Currency Matters
Satyaki Roy
THE VALUE OF MONEY by Prabhat Patnaik Tulika Books, 2009, 253 pp., 300
May 2009, volume 33, No 5

Several great divides in economic theories including that between liberal traditions of the ‘classical’ school and ‘marginalist’ theories of neo-classical tradition could not capture the essential division in the theoretical constructs of analysing capitalism. This is between those theories conceive capitalism as an isolated system achieving beneficent equilibrium spontaneously, facing no constraint on demand and those recognizing the problem of over-production or ‘realisation’ as intrinsic to capitalism. Prabhat Patnaik’s book The Value of Money explores the rift from the vantage point of money, how the value of money is determined in contesting paradigms broadly defined by the author as ‘monetarism’ and ‘propertyist’ tradition. There are twenty chapters along with an introduction that briefly sets the stage of the debate as well as an account of the main thesis argued in the text divided in three sections. The book provides a rigorous critique of the monetarist view that assumes a conceptual universe characterized by Walrasian equilibrium in which the market for money ‘clears’ and the value of money is determined by the equilibrium price in terms of the non-money goods.
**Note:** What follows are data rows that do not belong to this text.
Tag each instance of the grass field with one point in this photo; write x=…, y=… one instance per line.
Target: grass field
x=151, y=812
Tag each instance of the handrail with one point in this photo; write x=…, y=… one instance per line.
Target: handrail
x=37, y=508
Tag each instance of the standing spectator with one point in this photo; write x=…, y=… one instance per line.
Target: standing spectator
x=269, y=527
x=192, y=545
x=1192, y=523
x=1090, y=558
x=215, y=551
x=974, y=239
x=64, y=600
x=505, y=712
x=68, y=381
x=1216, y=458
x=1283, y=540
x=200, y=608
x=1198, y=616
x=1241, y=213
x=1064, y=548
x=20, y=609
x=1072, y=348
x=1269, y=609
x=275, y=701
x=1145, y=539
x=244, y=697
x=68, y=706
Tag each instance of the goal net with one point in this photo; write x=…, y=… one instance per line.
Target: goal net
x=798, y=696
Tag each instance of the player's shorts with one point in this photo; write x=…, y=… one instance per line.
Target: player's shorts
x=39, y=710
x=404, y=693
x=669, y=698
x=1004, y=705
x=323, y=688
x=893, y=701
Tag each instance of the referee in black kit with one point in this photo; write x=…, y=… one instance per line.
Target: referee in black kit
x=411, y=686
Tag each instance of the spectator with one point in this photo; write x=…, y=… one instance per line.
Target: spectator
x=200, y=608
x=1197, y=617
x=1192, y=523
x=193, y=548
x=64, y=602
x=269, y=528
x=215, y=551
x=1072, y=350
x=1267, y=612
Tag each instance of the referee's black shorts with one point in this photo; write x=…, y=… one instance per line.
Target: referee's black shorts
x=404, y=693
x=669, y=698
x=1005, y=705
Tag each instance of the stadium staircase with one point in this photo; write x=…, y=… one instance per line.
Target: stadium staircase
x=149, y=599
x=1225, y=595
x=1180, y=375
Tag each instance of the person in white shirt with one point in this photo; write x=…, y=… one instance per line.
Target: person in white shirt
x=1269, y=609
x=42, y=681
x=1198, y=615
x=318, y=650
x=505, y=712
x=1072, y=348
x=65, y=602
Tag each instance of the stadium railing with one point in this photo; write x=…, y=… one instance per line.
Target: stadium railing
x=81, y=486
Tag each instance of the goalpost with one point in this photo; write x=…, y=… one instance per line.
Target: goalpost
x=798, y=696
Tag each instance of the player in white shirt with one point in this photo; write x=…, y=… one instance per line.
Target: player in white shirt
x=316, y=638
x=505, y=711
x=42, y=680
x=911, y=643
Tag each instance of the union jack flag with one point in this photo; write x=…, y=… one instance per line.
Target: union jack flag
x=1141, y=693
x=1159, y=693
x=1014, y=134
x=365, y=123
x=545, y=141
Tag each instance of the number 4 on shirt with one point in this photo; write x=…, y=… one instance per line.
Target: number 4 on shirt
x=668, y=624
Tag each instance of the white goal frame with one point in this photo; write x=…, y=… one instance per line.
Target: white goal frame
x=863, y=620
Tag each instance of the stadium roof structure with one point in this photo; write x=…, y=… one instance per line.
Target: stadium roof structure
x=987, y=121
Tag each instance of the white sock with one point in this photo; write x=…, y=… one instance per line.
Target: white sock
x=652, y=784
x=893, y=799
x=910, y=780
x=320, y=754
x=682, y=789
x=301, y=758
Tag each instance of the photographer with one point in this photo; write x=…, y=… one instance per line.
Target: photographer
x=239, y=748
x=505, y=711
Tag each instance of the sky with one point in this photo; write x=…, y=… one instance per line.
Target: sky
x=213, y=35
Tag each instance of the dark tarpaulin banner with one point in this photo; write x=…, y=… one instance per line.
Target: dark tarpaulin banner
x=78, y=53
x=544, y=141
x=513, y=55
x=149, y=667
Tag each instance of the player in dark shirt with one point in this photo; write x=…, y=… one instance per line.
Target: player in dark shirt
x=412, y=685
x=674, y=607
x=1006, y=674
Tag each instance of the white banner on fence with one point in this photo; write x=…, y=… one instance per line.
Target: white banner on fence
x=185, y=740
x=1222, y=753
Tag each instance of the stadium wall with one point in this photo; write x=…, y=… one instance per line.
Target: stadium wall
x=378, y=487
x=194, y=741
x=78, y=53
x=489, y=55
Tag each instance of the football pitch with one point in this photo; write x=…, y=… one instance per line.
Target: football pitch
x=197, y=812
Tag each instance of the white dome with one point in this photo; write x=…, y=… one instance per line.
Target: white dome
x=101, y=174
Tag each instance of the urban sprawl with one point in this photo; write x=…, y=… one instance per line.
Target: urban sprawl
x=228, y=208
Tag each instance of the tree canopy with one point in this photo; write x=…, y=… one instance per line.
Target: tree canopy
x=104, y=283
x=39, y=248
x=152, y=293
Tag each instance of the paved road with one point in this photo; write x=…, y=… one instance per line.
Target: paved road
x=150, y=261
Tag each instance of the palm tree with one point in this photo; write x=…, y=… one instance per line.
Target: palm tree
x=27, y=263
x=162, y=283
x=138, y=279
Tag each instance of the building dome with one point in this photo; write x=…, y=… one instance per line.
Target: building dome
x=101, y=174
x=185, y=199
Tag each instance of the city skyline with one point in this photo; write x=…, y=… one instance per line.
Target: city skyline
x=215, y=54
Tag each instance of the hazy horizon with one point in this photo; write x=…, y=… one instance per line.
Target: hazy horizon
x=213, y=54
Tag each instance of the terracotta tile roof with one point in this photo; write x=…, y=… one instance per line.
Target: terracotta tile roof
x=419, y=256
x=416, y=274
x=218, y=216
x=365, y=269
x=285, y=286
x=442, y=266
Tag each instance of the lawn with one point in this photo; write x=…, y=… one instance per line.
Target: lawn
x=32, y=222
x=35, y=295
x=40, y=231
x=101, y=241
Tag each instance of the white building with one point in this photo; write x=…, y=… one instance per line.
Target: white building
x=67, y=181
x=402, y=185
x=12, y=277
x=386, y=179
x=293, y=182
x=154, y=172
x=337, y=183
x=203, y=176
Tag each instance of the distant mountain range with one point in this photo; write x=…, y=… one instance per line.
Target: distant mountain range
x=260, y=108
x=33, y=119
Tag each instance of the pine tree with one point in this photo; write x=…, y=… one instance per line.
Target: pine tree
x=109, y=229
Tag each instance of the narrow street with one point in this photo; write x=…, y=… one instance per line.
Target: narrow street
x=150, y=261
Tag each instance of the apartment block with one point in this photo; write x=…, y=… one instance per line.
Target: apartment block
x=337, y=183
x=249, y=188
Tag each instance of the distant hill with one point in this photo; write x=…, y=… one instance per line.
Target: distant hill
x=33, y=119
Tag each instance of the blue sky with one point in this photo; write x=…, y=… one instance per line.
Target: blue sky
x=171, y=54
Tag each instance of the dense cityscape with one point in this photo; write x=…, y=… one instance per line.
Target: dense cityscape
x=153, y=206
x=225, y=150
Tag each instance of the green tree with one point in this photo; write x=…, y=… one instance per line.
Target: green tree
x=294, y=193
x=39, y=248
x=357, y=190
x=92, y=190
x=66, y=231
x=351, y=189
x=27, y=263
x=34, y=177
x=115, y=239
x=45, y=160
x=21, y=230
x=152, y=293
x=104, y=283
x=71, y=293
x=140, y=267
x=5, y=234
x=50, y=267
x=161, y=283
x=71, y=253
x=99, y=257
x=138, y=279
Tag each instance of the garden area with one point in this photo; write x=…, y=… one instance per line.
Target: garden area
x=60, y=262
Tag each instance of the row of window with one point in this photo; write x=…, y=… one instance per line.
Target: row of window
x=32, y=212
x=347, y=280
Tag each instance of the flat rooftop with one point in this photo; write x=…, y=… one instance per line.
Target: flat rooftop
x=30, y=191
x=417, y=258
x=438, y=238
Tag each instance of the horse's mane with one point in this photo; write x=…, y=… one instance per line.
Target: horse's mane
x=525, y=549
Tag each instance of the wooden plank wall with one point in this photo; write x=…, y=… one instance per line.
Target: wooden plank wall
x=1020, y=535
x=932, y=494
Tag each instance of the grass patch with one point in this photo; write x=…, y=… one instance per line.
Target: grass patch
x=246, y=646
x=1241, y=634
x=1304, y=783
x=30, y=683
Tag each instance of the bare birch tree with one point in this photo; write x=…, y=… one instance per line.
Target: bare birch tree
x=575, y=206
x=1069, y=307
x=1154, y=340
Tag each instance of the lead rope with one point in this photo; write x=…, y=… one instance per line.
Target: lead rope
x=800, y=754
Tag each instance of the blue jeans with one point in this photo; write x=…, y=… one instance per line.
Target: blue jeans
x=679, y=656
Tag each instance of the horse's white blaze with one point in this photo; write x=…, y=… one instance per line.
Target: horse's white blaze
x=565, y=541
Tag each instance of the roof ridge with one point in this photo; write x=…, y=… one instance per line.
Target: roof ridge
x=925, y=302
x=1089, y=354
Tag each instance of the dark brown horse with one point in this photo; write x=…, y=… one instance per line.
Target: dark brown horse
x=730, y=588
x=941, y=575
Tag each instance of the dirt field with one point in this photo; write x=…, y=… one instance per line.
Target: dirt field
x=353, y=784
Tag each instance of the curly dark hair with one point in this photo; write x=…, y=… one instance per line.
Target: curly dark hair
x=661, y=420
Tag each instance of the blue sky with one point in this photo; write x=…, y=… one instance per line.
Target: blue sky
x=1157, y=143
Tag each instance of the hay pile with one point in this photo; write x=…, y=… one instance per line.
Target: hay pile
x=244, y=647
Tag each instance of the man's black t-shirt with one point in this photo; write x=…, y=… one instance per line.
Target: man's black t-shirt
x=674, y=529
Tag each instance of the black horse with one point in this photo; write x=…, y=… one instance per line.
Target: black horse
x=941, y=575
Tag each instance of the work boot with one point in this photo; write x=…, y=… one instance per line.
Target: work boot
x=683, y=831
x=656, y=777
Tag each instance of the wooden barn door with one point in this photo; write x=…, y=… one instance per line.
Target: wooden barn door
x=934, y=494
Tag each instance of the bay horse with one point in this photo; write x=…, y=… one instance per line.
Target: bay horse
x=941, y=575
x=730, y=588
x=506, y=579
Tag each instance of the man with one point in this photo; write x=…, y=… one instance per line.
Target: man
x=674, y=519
The author argues the superiority of Marx-Kalecki-Keynes tradition that postulates capitalism as a demand constrained system and the value of money is determined ‘outside’ the realm of demand and supply. At a more fundamental level the book provides an analysis of the question that remained partially answered even in the propertyist tradition: if demand constraint is intrinsic to capitalism and if the activity level of the economy is determined by the state of aggregate demand then what mechanism exists in the system that ensures range of activity lying between the upper threshold defined by the ‘inflationary barrier’ and the lower threshold of a rate of profit below that is not acceptable to the capitalists. Herein lies perhaps the original contribution of the book, moving beyond the traditional notion of capitalist mode of production to the more encompassing view of capitalism—a system which was never closed or isolated rather ensconced within a pre-capitalist milieu deriving stimulus by continuously interacting and hegemonizing a distant ‘reserve market’.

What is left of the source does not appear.